The first field of each line, up to a colon, is a Unix-style username. After the colon is a hashed password in a base64-like encoding. The first two characters of the hashed password are the salt. Both the size of the salt and the total hash size are small by modern standards; in fact there is a collision of salt values even in this set.

John has a default mode where it first tries a short wordlist, and then tries generating character sequences in increasing length, which is good for getting started. Try using the following command to run it for a minute and see what it finds:

./john --max-run-time=60 descrypt.pw

You should see John's default configuration find several passwords, 10-20 depending on your CPU speed: they're each printed on a line followed by the corresponding username in parentheses.

One feature to keep in mind is that by default john will automatically remember all of the passwords it has already guessed, so as not to waste time on them. As a message says, you can get it to print its cache by rerunning with the --show option. If you want to clear its cache and make it start over, remove the file ~/.john/john.pot, where ~ indicates your home directory.

Ramping up the attack

John's default mode wouldn't be able to guess all the passwords in the challenge set quickly, because they come from different patterns and some are fairly long. But putting your pattern recognition abilities together with its implementation you should be able to make a lot of progress. Keep rerunning the tool with different options to have it try different sets of candidate passwords. Below are several suggestions, not exhaustive. You can read detailed documentation here, particularly the files EXAMPLES, OPTIONS, and MASK.

If you're running on a personal computer or a lab machine that you're not sharing with anyone else, you can make john go faster by telling it to use more cores in parallel. You do this with an option like --fork=6, which tells it to break the task into 6 pieces to run at once. But it would be inconsiderate to do this on a shared (e.g., Vole) machine.

A basic feature to control is the list of words that john tries, using the --wordlist= option; you put a filename right after the equals sign. The file /usr/share/dict/words is a list of English words similar to the keywords in regular dictionary. It would be a good place to start for these hashed passwords. You can also pre-process the dictionary with other text-processing tools, or supply a wordlist on the standard input with the option --pipe.

The relatively brute-force mode where john generates passwords in increasing length is called "incremental" mode; it's a little smarter than pure brute force because it knows something about what characters likely occur together. The --incremental= option takes an argument to control what kinds of characters to use; for instance it will go faster if you use only digits.

The "mask" mode generates passwords according to a pattern with different characters in different positions. Most characters in the mask are interpreted literally, but for instance you can use ?d to represent any digit, ?l for a lowercase letter, and so on. You can also combine a wordlist with mask mode; then ?w represents a word from the wordlist.

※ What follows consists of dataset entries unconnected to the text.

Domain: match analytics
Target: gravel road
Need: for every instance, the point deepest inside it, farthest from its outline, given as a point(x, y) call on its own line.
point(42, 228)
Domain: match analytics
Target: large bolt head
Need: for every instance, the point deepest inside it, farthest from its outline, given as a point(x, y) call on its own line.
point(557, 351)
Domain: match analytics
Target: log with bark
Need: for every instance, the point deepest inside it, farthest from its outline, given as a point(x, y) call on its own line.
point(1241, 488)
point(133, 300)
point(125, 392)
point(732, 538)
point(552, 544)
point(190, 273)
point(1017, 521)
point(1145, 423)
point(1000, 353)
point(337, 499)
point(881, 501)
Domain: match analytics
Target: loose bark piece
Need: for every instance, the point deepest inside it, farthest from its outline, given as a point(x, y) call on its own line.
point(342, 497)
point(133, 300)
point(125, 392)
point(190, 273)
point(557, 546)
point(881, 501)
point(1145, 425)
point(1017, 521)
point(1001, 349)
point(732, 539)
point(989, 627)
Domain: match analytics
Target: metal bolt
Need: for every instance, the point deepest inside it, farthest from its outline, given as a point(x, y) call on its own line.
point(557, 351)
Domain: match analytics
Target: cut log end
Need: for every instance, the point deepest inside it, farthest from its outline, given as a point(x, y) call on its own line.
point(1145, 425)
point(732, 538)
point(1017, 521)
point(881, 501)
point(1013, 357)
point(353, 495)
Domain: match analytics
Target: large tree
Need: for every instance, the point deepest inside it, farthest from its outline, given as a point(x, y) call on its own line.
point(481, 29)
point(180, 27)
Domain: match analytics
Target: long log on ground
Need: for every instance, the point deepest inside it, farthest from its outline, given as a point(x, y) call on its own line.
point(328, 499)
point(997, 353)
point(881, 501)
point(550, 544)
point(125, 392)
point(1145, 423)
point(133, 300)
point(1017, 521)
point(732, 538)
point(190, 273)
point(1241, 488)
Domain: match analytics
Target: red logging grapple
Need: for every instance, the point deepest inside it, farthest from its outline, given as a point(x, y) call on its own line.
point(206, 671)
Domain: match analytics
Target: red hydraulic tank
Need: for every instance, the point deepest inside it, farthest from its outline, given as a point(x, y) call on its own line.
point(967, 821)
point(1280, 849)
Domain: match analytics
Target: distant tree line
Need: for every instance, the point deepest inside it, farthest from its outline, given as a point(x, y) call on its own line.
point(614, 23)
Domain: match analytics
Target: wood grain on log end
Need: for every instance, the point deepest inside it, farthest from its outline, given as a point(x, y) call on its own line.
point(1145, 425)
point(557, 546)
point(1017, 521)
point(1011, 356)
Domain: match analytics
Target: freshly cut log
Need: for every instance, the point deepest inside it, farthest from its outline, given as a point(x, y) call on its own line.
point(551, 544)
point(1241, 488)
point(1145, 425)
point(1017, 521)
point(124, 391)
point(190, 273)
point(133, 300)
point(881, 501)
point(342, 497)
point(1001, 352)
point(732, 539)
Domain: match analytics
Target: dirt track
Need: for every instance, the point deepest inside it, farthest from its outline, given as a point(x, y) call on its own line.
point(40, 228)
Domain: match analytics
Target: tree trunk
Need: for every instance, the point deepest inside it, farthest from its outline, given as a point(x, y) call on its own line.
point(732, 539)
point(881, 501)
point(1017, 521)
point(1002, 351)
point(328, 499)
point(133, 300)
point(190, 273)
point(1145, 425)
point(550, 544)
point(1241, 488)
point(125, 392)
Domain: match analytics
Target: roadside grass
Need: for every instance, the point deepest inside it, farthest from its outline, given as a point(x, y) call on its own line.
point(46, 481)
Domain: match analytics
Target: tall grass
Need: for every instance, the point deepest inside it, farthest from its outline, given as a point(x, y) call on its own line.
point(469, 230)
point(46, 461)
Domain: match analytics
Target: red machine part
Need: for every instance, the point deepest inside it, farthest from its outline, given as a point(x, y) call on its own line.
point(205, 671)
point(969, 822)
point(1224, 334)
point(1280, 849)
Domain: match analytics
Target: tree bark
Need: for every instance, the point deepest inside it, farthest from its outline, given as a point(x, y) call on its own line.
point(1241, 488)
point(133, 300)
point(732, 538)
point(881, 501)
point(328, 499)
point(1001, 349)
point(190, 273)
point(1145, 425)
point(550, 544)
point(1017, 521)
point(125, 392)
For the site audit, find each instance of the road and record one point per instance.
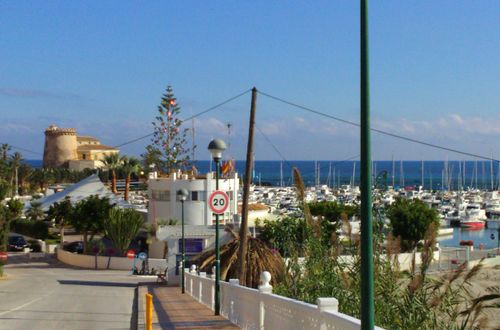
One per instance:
(48, 295)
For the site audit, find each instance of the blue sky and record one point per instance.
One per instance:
(101, 66)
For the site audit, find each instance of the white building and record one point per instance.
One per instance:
(199, 220)
(164, 204)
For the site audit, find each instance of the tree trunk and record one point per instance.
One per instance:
(85, 242)
(127, 184)
(113, 182)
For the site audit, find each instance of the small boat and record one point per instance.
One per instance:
(493, 223)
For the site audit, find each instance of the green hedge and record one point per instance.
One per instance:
(35, 229)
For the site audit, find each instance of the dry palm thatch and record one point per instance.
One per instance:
(259, 258)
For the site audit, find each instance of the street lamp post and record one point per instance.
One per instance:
(182, 194)
(216, 147)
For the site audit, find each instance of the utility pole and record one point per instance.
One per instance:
(242, 252)
(367, 296)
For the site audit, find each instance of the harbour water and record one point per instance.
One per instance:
(436, 174)
(487, 237)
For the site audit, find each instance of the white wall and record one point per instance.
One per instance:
(102, 262)
(195, 212)
(261, 309)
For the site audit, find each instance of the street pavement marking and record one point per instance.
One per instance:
(22, 306)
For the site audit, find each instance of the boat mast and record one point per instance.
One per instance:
(401, 176)
(483, 176)
(459, 183)
(353, 173)
(491, 172)
(281, 174)
(422, 168)
(393, 171)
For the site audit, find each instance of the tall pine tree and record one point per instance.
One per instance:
(169, 139)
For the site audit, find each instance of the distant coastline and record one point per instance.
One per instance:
(406, 173)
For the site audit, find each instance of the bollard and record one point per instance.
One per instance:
(149, 311)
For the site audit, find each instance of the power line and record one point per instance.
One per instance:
(288, 162)
(432, 145)
(189, 118)
(25, 150)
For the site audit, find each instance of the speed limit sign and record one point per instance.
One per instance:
(218, 201)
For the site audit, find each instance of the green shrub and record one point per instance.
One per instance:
(35, 229)
(35, 245)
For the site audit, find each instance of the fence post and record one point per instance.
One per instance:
(467, 255)
(149, 311)
(188, 284)
(264, 288)
(326, 305)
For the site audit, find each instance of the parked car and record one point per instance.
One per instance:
(74, 247)
(16, 243)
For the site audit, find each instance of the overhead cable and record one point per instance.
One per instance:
(432, 145)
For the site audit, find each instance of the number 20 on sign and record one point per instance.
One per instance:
(218, 202)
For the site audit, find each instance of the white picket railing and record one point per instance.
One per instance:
(261, 309)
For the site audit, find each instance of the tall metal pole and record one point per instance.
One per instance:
(242, 251)
(217, 247)
(183, 249)
(367, 303)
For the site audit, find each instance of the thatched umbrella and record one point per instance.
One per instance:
(259, 258)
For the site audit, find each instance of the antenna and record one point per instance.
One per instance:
(229, 125)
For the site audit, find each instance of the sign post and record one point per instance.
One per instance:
(218, 202)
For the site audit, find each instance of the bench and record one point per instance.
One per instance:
(162, 277)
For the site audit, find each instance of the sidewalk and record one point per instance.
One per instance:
(174, 310)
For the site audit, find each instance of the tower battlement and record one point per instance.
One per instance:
(54, 130)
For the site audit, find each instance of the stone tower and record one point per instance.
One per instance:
(60, 146)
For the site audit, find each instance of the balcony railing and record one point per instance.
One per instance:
(261, 309)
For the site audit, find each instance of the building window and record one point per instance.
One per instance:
(161, 195)
(198, 195)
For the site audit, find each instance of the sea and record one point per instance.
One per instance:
(435, 175)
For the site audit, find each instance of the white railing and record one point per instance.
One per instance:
(261, 309)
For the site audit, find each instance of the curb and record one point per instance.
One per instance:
(141, 307)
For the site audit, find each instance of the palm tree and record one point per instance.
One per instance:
(259, 258)
(130, 166)
(15, 162)
(112, 163)
(60, 212)
(41, 177)
(35, 212)
(121, 226)
(4, 149)
(24, 172)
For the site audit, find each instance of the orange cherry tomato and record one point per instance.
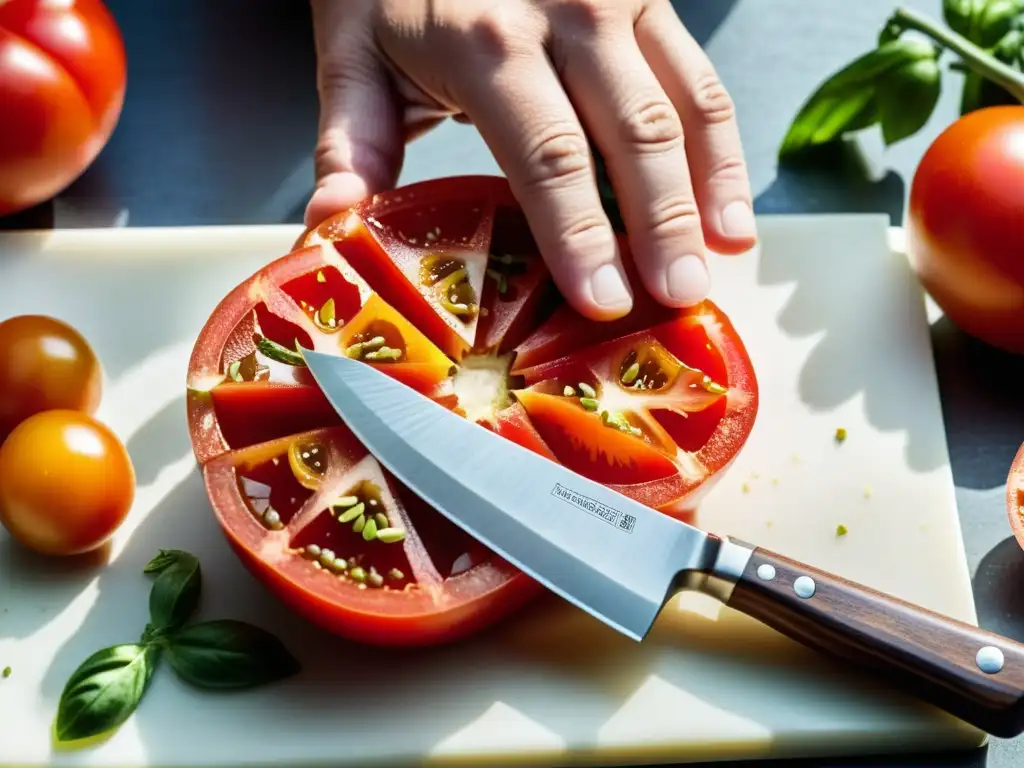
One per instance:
(67, 482)
(44, 365)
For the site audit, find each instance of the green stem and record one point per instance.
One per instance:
(974, 56)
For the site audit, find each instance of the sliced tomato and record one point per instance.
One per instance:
(291, 511)
(427, 250)
(358, 285)
(1015, 496)
(655, 414)
(247, 383)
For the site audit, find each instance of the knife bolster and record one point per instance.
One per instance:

Our 100 passwords consist of 10 groups of 10 passwords each selected in the same way. If you know the right combinations of patterns, they can all be cracked within about 5 minutes of CPU time (even single-threaded). But it's not so easy if you don't know the patterns in advance. You'll probably have to alternate between running in more general-purpose modes for a while, then doing more targeted searches based on patterns you notice.